As a wildcard is less specific than the path itself -- for example, if we defined a {menu_router} entry for node/12345/edit it will only deal with this one node only but node/%/edit deals with all nodes. We can say that node/12345/edit is a better fit than node/%/edit.

So let's add fitness number to these paths:

Path Fitness Fitness in binary
node/12345/edit 7 111
node/12345/% 6 110
node/%/edit 5 101
node/%/% 4 100
node/12345 3 11
node/% 2 10
node 1 1

I think it's quite visible that if we replace the % wildcard with 0 and the specific part with 1 then we get the binary number. We will use this both ways: we can calculate the value fitness of any path easily and also we can generate the ancestors of any given path by generating these binary numbers and replacing backwards.

CSS designers will recognise fitness as being analogous with specifity in CSS selectors.
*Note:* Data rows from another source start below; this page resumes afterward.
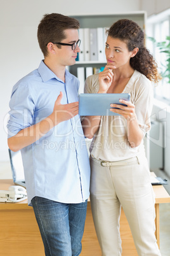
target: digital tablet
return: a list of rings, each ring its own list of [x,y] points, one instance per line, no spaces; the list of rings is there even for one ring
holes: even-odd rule
[[[79,114],[84,115],[120,115],[110,110],[110,104],[121,104],[119,99],[129,101],[129,94],[81,94]],[[124,105],[126,106],[126,105]],[[120,106],[120,108],[121,106]]]

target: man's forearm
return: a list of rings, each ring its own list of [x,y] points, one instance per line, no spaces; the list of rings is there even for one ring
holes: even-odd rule
[[[37,141],[55,126],[52,115],[39,123],[20,131],[8,139],[9,148],[14,152]]]

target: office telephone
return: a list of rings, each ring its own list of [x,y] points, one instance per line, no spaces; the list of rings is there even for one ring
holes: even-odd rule
[[[0,202],[18,203],[27,199],[27,191],[21,186],[11,186],[8,190],[0,190]]]

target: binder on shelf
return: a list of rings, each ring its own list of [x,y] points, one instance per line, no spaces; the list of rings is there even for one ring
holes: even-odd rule
[[[79,67],[77,68],[77,76],[80,81],[80,87],[79,90],[79,94],[84,93],[84,87],[85,82],[85,74],[84,74],[84,68]]]
[[[105,37],[103,27],[97,27],[97,54],[99,61],[105,61]]]
[[[107,36],[108,36],[108,33],[107,32],[107,31],[109,29],[109,27],[105,27],[103,28],[103,31],[104,31],[104,43],[105,43],[105,45],[107,41]]]
[[[81,45],[80,49],[81,51],[79,52],[79,60],[84,61],[84,31],[83,29],[79,29],[79,39],[81,39]]]
[[[93,67],[86,68],[86,78],[93,74]]]
[[[89,29],[84,29],[84,60],[90,60]]]
[[[97,29],[89,29],[90,36],[90,60],[98,60]]]

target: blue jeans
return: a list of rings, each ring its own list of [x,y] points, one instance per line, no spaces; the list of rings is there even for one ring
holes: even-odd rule
[[[31,203],[46,255],[79,255],[88,200],[79,204],[63,204],[35,197]]]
Ancestors and fitness are used only on run time, not on build time.

Note

An additional optimization has been implemented, so that only the ancestors which correspond to the binary patterns of paths that actually exist in {menu_router} are checked. This is important because the number of possible ancestors increases exponentially with the number of parts in the path. The patterns that are known to exist are called the "masks".

Wildcard vs. Fitness

The right wildcard in these examples can also be %node, rather than %. Using %node gets you a node_load() for free passed into your page callback. However, it does not help calculate fitness.